Chapter 4: The Bronze Age

The beginning of the Bronze Age in England can be put around 2000BC. It could be deduced that the folk using bronze tools and weapons were newcomers from the continent, the shape of the heads of the people using such tools (in burials) being different from the Stone Age men. We can, then, imagine an invasion or slow infiltration of new blood and new ideas into our area. Stone and Bronze may be used together, depending of course on the availability of those materials. The sample taken of the bronze smelted showed the proportions of 87.97% copper and 10.74% tin. Both of these ingredients could be found in quantity in England. Once the art of producing the alloy had been mastered there would be no difficulty in producing the metal. Bronze is easy to produce provided the required temperatures can be reached. Brass, not in use until the 13th century, is much more difficult to produce.

The evidence of the presence of Bronze Age man in our area is provided by his burial mounds. These are most prolific on the ridge to the south of Gilling, that is on Yearsley Moor. They are placed along this ridge all the way from Gilling to Oulton. These are round barrows consisting of raised conical mounds. In this area there does not appear to be any surrounding ditch. It would appear therefore that the mound material has been imported. Like the Yearsley barrow they appear to be made of sand. There is also evidence of a retaining curb.

The most obvious group are the three barrows known as Coney Hills (5974). The name itself is interesting. It could simply mean Rabbit Hills, but on the other hand it could be derived in a similar way to Coney Street in York, which is a corruption of Konig Street. The Hills would then be Kings Hills: not a way-out conclusion. Perhaps years ago when the hills were named people thought that kings were buried here, and they were not far wrong. One barrow is particularly prominent, the most westerly of the three. The second one, to the east of it, is easily visible but reduced considerably by ploughing. The third one is just detectable if you see it in the right light. Gill in his Vallis Eboracensis in 1832 reports as follows:

“In a field adjoining the road from Yearsley to Gilling, are three tumuli of large dimensions, all of conical shape. The largest which is nearest the road measures at the base 636ft in circumference, its sloping height 112ft and its perpendicular height 39ft, a stupendous monument of human labour, unaided by scientific skill, which works its wonders in the great mechanical operations of the present day. It is thought that this may be the burial place of some ancient British chief or king previous to the times of the Romans, for these tumuli are of very ancient date.”
On closer inspection the mound will be seen to be studded with large stones, probably carried to the higher part of the mound by the farmer to enable him to plough further up the slope. These stones probably formed the curb around the base to prevent the sand from spreading.

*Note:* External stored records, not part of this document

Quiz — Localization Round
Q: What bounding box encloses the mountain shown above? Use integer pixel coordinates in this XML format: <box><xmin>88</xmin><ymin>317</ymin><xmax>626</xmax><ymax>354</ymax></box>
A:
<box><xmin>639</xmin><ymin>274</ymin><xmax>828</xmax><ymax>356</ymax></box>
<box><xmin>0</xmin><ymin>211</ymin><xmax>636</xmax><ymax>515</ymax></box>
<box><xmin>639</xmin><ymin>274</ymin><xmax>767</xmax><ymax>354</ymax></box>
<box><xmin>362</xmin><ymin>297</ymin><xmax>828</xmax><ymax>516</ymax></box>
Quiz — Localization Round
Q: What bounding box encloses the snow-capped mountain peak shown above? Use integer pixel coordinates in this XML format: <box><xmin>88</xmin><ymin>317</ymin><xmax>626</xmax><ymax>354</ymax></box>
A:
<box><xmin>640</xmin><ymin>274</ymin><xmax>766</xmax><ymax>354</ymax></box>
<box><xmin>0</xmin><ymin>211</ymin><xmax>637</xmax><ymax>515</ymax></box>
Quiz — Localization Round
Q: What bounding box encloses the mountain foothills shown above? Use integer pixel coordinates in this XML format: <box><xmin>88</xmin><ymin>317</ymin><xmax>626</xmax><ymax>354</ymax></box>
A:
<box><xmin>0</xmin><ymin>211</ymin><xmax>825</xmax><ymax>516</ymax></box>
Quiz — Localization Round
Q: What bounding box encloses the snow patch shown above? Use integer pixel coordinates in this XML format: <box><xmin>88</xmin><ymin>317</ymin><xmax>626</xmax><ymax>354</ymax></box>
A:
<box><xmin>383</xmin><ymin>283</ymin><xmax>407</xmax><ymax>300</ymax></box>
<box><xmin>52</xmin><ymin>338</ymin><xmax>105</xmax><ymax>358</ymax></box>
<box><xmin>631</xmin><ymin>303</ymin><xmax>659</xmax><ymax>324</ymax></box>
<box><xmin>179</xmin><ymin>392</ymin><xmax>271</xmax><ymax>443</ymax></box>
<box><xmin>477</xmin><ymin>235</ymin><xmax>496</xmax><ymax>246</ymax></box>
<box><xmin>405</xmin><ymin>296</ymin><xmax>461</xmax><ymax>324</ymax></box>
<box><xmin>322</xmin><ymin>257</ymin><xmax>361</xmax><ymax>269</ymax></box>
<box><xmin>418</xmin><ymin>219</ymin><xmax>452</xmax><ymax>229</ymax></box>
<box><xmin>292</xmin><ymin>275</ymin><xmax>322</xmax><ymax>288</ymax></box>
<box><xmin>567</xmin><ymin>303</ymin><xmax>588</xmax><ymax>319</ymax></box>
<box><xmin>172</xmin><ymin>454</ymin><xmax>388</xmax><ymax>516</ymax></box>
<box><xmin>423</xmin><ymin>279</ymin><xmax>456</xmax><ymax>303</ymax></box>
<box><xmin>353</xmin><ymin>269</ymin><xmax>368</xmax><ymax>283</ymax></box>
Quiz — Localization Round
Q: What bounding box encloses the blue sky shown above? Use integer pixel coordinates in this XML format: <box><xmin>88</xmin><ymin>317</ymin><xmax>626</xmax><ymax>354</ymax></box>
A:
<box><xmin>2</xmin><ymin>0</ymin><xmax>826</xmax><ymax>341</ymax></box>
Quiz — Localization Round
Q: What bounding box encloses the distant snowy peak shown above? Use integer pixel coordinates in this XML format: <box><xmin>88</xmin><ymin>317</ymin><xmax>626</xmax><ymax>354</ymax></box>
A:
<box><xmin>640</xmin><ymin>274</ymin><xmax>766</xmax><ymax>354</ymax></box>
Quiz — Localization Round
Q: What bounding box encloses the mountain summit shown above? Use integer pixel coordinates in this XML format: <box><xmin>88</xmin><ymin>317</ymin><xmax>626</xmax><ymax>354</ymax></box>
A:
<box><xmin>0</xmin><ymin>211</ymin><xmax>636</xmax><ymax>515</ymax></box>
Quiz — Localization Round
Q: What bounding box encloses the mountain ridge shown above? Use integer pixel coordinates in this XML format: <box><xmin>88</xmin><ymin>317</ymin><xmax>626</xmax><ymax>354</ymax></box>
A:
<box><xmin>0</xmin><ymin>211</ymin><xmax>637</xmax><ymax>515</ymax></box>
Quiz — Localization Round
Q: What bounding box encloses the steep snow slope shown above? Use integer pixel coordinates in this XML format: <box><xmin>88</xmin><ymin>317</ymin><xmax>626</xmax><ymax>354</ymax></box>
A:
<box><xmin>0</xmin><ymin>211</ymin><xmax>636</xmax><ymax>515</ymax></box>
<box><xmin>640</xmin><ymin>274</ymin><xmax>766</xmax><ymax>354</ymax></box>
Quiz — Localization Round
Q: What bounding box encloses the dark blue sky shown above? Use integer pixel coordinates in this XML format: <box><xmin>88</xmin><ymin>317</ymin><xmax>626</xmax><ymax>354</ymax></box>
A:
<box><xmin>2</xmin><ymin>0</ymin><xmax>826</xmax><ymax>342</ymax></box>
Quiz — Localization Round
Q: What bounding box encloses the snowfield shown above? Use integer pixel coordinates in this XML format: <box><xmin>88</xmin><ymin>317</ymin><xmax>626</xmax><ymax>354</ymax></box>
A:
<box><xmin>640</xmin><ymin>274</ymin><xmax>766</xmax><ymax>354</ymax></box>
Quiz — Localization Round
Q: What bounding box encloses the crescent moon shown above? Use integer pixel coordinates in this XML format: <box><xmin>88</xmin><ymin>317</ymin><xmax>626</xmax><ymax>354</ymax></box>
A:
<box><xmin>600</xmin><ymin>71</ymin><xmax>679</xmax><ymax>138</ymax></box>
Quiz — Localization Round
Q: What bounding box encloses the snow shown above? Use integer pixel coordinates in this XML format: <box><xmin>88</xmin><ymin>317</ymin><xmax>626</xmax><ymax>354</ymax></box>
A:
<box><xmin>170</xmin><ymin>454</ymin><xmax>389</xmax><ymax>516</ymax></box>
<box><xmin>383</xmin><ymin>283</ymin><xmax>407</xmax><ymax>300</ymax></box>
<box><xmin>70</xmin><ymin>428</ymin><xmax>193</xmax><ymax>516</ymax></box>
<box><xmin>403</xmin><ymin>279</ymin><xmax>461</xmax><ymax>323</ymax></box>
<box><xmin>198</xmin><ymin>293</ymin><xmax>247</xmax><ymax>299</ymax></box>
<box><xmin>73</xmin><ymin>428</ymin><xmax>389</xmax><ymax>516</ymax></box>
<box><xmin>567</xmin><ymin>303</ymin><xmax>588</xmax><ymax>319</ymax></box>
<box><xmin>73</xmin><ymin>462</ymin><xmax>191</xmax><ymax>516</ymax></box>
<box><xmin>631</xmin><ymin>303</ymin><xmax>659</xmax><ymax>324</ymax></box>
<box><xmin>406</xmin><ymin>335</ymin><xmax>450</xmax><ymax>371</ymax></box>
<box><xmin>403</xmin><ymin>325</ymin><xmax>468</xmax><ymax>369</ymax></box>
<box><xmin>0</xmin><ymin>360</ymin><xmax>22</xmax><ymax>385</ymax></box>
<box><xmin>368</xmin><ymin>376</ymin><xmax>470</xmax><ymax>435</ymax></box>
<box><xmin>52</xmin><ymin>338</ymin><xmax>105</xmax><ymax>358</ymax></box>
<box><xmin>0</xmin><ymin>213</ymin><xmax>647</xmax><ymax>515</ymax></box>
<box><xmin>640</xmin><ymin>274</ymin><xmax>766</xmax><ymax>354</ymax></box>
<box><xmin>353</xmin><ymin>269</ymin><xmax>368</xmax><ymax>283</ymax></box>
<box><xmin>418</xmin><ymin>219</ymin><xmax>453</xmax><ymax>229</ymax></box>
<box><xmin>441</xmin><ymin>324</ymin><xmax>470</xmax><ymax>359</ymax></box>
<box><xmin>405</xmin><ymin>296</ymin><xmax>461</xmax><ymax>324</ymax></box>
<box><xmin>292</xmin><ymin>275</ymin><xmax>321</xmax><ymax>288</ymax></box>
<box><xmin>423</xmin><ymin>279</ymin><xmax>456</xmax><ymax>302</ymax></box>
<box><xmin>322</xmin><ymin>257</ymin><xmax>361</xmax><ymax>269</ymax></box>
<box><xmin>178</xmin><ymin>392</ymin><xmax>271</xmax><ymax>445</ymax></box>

In a field, now woodland, centred about 615743 are two further tumuli (615743 and 616744), and further pairs of tumuli (613738/9 and 610742), 6 in all. In addition there is a great possibility that Soury Hill (603745) may also be either a hill topped with a tumulus, or a long barrow. This is not obviously conical but may be two cones or the high and low parts of a long barrow. There are then in this compact area 9 tumuli of good size erected over the bodies of important people. All command good views north and south. This testifies to a considerable population in the Bronze Age living high above the flood swamps of the remains of Lake Pickering, and placed on a well drained ridge which connected the Vale of Mowbray with the Wolds and the Malton area. If flint was still used at this time such a link was an absolute necessity as the Wolds were the main source for the supply of good flint. There is no natural flint in this area or the Pennines. Another candidate for being a barrow is Lousy Hill on the Gilling-Coulton road (626757).

Elgee in his Archaeology of Yorkshire, p.92, states that a hoard of socketed bronze axes was found on Yearsley Common. It contained 100 axes, and as these were associated with metal fragments and cinders he considered that this was the site of a workshop, probably where the axes were made. An interesting find is recorded by Susan Brooks, that of a blue faience bead, found above the ford over the Howl Beck about 700 yards north-east of the long barrow. Dr. J.F.S. Stone writing on these beads says that they were similar to those found at Abydos in Egypt in association with a scarab of Amenhotep III (1412 to 1376BC). He adds that the Yearsley bead can positively be dated to between 1400 and 1350BC. Miss Kitson Clark considered that these beads were imported into England in small quantities during the last part of a comparatively short phase of trade expansion (circa 1500 to 1300 BC).